文部科学省の第78回 「優良公民館表彰」 を広野公民館 =津山市田熊= が、 2025年度の 「家庭教育支援チームの活動の推進に係る文部科学大臣表彰」 を市家庭教育支援チーム 「はぴまる」 が受け、 両者の代表者が16日、 山北の市役所で光井聡市長らに喜びを報告した。
同省は毎年、 社会教育や家庭教育の振興、 家庭教育支援チームの推進において成果を上げ、 他の模範となるような取り組みを表彰している。
広野公民館は、 地区内の田熊八幡神社にある歌舞伎舞台 「田熊の舞台」 が国の重要有形民俗文化財に指定され、 50年を迎える記念に子どもたちによる歌舞伎を企画し、 22年に 「広野子ども歌舞伎教室」 を開講。 経験者の高齢化などにより活動が停止し、 消滅の危機にあった地元の農村歌舞伎文化を復活させた。 現在も地元の小中学生による歌舞伎の上演が続いており、 伝統文化の継承や子どもたちの居場所づくりのほか、 地域住民らの関係の構築や交流を図る機会にもなっている。
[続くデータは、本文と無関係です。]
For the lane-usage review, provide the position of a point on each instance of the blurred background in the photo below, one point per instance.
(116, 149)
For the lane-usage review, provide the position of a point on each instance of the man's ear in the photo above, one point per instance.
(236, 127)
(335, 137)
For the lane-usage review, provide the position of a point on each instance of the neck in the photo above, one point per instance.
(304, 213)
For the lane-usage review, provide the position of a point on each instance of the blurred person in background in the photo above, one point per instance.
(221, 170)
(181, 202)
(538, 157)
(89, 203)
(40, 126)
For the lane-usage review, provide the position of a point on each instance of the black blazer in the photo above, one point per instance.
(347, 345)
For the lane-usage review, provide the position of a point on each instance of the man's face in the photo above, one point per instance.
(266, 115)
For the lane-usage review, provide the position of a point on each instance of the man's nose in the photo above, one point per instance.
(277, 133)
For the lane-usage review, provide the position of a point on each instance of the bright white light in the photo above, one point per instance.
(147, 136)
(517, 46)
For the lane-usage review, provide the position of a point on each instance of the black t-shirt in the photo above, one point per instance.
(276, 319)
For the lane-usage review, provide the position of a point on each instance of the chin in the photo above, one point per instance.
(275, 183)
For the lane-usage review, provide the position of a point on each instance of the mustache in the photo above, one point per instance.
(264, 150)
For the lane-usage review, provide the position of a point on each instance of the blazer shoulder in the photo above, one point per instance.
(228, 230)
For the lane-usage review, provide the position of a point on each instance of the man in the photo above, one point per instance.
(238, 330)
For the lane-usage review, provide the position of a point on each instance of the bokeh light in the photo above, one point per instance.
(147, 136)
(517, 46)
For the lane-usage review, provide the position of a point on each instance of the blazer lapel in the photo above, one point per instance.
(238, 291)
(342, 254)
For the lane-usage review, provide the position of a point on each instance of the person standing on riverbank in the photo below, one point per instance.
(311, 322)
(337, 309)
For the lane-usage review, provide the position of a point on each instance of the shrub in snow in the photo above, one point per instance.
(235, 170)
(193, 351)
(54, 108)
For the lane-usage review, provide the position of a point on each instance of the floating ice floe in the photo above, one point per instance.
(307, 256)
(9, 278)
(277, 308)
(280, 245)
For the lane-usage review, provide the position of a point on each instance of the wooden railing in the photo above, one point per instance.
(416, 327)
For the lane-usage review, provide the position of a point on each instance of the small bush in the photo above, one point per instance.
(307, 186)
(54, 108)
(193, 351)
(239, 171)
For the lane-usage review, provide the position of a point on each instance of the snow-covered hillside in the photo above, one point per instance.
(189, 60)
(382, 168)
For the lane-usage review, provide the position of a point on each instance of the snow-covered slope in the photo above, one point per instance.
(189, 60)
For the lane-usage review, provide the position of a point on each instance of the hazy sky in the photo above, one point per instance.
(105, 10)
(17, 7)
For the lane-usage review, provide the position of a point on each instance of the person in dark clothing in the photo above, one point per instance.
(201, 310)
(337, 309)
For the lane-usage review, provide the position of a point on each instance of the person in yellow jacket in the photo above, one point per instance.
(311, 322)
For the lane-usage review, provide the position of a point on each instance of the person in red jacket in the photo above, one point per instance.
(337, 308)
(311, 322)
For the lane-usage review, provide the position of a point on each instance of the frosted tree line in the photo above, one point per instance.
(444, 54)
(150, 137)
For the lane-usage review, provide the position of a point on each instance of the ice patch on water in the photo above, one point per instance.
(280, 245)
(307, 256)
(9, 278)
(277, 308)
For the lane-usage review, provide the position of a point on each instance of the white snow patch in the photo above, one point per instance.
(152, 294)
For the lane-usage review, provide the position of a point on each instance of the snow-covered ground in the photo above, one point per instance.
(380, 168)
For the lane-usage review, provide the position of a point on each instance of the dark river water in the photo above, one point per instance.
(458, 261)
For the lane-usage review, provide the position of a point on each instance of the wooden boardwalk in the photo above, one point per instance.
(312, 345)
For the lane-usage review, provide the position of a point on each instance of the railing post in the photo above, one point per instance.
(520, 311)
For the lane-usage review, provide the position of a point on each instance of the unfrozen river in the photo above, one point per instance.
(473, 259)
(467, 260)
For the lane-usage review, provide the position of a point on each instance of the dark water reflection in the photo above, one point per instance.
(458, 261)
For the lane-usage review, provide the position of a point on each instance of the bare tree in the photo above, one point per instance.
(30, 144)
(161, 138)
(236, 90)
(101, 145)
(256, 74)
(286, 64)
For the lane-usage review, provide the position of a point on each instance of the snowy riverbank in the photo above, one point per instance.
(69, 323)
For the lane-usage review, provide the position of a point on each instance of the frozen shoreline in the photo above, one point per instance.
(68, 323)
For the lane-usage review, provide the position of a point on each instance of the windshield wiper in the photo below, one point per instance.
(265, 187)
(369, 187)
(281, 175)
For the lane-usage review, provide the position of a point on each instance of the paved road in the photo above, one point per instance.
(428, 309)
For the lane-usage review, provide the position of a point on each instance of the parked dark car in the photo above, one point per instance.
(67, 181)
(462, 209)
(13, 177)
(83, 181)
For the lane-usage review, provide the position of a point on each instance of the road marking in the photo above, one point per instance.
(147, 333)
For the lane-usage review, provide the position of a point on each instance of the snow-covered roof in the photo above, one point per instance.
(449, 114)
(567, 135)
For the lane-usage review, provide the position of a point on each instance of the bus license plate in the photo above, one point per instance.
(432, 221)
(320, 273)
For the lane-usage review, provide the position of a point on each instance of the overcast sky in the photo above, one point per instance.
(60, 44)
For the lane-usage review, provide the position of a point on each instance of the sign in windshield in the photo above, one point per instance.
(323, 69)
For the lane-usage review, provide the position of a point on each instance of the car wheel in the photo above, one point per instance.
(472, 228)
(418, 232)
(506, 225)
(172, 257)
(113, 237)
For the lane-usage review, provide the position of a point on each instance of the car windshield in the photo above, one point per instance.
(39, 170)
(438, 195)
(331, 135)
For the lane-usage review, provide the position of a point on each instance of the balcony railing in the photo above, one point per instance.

家庭教育支援チーム 「はぴまる」 は17年に活動を開始し、 現在、 元教員や保育士、 県家庭教育支援ファシリテーター養成講座修了者ら13人が活動している。 PTAなどを対象に子育てに関する学びを深め、 保護者同士で交流を図るワークショップを実施。 子育てに関する悩みを気軽に相談できる 「子育てトークルームぽかぽか」 も開き、 保護者たちの孤立を防ぐなどしている。
この日は忠政泰男広野公民館長(71)とはぴまるのメンバー・渡邉文子さん(69)が来庁。 光井市長は 「子どもは社会を映す鏡。 子どもたちを笑顔にする活動はこれからの未来に大事になる。 その思いを体現していただき、 感謝を申し上げたい。 本市も社会、 家庭教育に改めて力を入れていきたい」 とたたえた。
忠政館長は 「受賞は地域住民と市教委、 学校関係者らが協力して取り組んでくれたおかげ。 今後も文化の継承、 郷土愛の醸成を図るほかに、 子ども歌舞伎の認知度を広めていけるように地域全体で頑張
っていける環境をつくりたい」。 渡邉さんは 「地道に活動してきたことが認められてうれしかった。 これからもメンバー一人一人の強みを生かし、 多くの方々に 『津山で子育てして良かった』 と思っていただけるよう活動していく」 と話していた。
優良公民館表彰では全国の公民館60館、 県内では3館、 県北では同館以外に西粟倉村あわくら会館が受賞した。 家庭支援チームの活動推進の表彰については全国の23チームの活動が選ばれた。